Todas esas sensaciones son las que tengo cuando voy a celebrar el sacramento de nuestra fe. Un conjunto de gestos a los que asisto. Si: digo asisto porque la mayoría recae sobre el oficiante que, de oficio, actúa y ejecuta una liturgia sabida, conocida por los que estamos, pero incomprensible para la mayoría de quienes habrían de ser receptores de la Buena Nueva de Jesús de Nazaret.

Y digo asisto porque no celebro. En el caso de poder usar el verbo “Concelebrar” sería porque habría otro sacerdote. Creía que era la comunidad, pero no…

Una liturgia que pretende preservar lo sagrado. No voy a entrar en la cantidad de razones que tienen los liturgistas para definir colores, hardware y demás necesidades de atrezzo: es complacencia de unos pocos.

Por ello, y por enésima vez, vuelvo a preguntar: ¿Dónde es la fiesta? ¿Dónde los animadores que inflaman el corazón de los creyentes que vamos a misa? ¿Dónde los que multiplican el pan y los peces para dar de comer a tanto hambriento? ¿Por qué no alzar la voz en los descampados en vez de las pulcras iglesias, limpias de toda sospecha de frontera, de vivir en salida?

Doy gracias a Dios por la herencia que recibimos de los siglos pretéritos.
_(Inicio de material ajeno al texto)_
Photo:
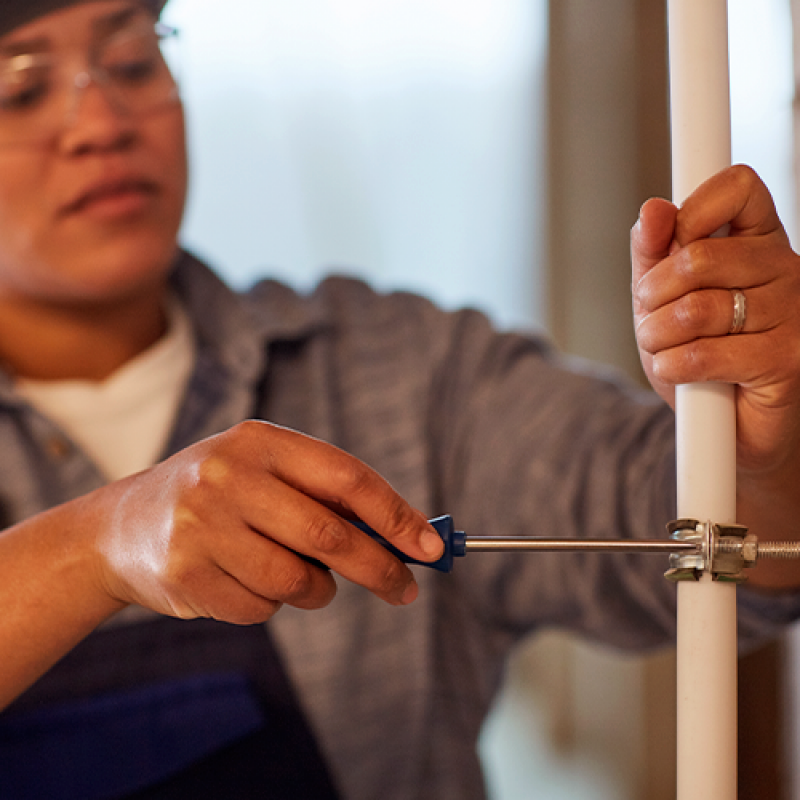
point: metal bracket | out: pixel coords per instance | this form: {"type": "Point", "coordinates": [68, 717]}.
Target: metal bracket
{"type": "Point", "coordinates": [723, 550]}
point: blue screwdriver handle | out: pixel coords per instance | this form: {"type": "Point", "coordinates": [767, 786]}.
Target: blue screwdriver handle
{"type": "Point", "coordinates": [455, 544]}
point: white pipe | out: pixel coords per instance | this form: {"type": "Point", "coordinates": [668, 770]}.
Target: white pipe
{"type": "Point", "coordinates": [706, 425]}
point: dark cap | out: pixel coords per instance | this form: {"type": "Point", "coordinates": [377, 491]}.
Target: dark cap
{"type": "Point", "coordinates": [18, 12]}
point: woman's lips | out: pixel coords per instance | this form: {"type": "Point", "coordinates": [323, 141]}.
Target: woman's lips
{"type": "Point", "coordinates": [113, 199]}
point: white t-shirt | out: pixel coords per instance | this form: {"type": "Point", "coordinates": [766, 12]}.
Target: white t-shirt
{"type": "Point", "coordinates": [123, 422]}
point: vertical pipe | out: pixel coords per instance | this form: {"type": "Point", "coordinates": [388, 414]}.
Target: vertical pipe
{"type": "Point", "coordinates": [706, 425]}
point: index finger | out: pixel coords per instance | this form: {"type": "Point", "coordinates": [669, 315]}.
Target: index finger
{"type": "Point", "coordinates": [652, 237]}
{"type": "Point", "coordinates": [341, 481]}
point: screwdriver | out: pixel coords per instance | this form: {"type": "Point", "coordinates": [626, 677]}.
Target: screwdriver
{"type": "Point", "coordinates": [457, 544]}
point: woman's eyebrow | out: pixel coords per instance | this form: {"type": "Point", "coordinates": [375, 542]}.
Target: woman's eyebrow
{"type": "Point", "coordinates": [22, 46]}
{"type": "Point", "coordinates": [117, 20]}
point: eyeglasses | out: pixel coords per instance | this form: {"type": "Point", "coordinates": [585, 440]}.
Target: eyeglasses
{"type": "Point", "coordinates": [40, 93]}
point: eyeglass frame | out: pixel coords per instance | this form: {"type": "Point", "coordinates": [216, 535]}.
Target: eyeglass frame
{"type": "Point", "coordinates": [94, 73]}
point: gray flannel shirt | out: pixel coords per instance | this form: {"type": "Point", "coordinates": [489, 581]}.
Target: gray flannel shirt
{"type": "Point", "coordinates": [494, 429]}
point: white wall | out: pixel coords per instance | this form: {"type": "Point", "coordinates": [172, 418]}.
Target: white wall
{"type": "Point", "coordinates": [400, 140]}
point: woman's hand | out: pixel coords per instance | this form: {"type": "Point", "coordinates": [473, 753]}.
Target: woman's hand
{"type": "Point", "coordinates": [215, 531]}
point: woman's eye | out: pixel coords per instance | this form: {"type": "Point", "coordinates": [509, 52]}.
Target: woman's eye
{"type": "Point", "coordinates": [22, 94]}
{"type": "Point", "coordinates": [131, 71]}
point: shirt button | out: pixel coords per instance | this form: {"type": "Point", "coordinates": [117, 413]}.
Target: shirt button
{"type": "Point", "coordinates": [58, 448]}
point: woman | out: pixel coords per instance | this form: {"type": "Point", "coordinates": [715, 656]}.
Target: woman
{"type": "Point", "coordinates": [120, 351]}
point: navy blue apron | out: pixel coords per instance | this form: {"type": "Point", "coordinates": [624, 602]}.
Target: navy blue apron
{"type": "Point", "coordinates": [163, 710]}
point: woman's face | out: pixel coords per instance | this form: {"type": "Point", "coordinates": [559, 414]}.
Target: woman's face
{"type": "Point", "coordinates": [90, 214]}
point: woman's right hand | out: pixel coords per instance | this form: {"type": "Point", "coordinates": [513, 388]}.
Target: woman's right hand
{"type": "Point", "coordinates": [215, 531]}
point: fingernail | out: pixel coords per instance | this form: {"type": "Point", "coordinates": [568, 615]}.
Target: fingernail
{"type": "Point", "coordinates": [431, 543]}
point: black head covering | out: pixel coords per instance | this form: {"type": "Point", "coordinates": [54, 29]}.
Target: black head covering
{"type": "Point", "coordinates": [14, 13]}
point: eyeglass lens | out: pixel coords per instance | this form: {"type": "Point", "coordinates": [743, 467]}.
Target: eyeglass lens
{"type": "Point", "coordinates": [39, 92]}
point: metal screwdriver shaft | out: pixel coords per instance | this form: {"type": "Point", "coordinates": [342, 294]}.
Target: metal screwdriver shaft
{"type": "Point", "coordinates": [489, 544]}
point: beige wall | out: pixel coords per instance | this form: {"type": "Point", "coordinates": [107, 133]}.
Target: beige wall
{"type": "Point", "coordinates": [608, 152]}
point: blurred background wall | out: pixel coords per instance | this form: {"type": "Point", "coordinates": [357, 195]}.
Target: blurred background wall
{"type": "Point", "coordinates": [491, 153]}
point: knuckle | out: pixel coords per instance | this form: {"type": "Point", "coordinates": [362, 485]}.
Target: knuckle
{"type": "Point", "coordinates": [391, 577]}
{"type": "Point", "coordinates": [294, 582]}
{"type": "Point", "coordinates": [691, 311]}
{"type": "Point", "coordinates": [697, 260]}
{"type": "Point", "coordinates": [352, 476]}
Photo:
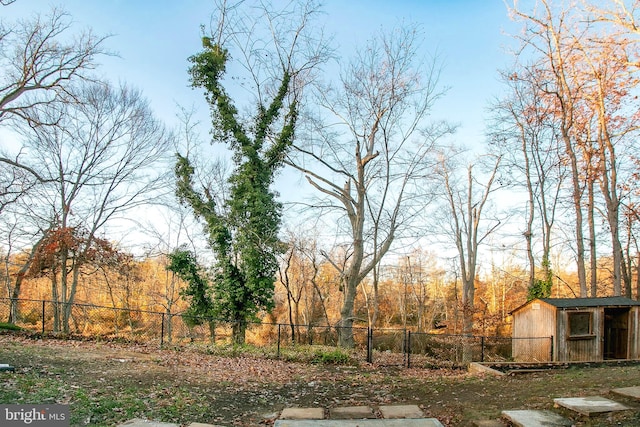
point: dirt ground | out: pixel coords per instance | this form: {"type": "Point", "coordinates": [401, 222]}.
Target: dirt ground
{"type": "Point", "coordinates": [108, 383]}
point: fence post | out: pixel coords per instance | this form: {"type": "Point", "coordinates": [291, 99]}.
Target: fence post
{"type": "Point", "coordinates": [278, 354]}
{"type": "Point", "coordinates": [162, 331]}
{"type": "Point", "coordinates": [43, 316]}
{"type": "Point", "coordinates": [404, 346]}
{"type": "Point", "coordinates": [409, 350]}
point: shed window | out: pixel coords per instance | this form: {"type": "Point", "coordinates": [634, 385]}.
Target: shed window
{"type": "Point", "coordinates": [580, 324]}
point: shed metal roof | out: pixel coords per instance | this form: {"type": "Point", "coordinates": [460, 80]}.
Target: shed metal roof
{"type": "Point", "coordinates": [590, 302]}
{"type": "Point", "coordinates": [584, 302]}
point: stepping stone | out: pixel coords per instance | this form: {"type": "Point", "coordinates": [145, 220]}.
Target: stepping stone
{"type": "Point", "coordinates": [202, 425]}
{"type": "Point", "coordinates": [302, 414]}
{"type": "Point", "coordinates": [401, 411]}
{"type": "Point", "coordinates": [591, 405]}
{"type": "Point", "coordinates": [351, 413]}
{"type": "Point", "coordinates": [488, 423]}
{"type": "Point", "coordinates": [529, 418]}
{"type": "Point", "coordinates": [425, 422]}
{"type": "Point", "coordinates": [631, 392]}
{"type": "Point", "coordinates": [137, 422]}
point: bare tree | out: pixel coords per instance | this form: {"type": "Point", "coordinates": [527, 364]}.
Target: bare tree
{"type": "Point", "coordinates": [586, 72]}
{"type": "Point", "coordinates": [39, 61]}
{"type": "Point", "coordinates": [368, 151]}
{"type": "Point", "coordinates": [465, 199]}
{"type": "Point", "coordinates": [525, 130]}
{"type": "Point", "coordinates": [103, 156]}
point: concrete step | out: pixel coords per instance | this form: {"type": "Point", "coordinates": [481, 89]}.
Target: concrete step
{"type": "Point", "coordinates": [425, 422]}
{"type": "Point", "coordinates": [531, 418]}
{"type": "Point", "coordinates": [590, 405]}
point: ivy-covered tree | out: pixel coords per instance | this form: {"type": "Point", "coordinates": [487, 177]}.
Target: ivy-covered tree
{"type": "Point", "coordinates": [183, 263]}
{"type": "Point", "coordinates": [242, 229]}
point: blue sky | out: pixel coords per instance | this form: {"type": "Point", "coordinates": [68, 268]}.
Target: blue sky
{"type": "Point", "coordinates": [154, 39]}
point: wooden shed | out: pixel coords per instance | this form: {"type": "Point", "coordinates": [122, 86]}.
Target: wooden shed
{"type": "Point", "coordinates": [576, 329]}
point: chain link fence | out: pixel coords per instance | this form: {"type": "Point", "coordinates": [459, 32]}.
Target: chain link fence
{"type": "Point", "coordinates": [389, 347]}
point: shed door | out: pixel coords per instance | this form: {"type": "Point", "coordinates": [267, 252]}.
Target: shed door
{"type": "Point", "coordinates": [616, 333]}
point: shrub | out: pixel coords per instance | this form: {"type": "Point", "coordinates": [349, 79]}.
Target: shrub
{"type": "Point", "coordinates": [332, 357]}
{"type": "Point", "coordinates": [10, 326]}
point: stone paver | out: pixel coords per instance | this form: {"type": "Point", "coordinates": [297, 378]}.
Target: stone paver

Pero si esa herencia sólo sirve a quienes, complacidos por la belleza de los gestos, viven para ellos y no son comprensibles, asequibles a la mayoría… Si no comunican porque continente y contenido no tienen nada que ver entre sí, entonces, me parecen gestos absolutamente prescindibles.

La liturgia de la vida da de comer al hambriento, agua al sediento. No le importa que no haya cuchara, tenedor, plato o cuchillo de pescado: No sabe de manteles. Lo que hace la vida es darse.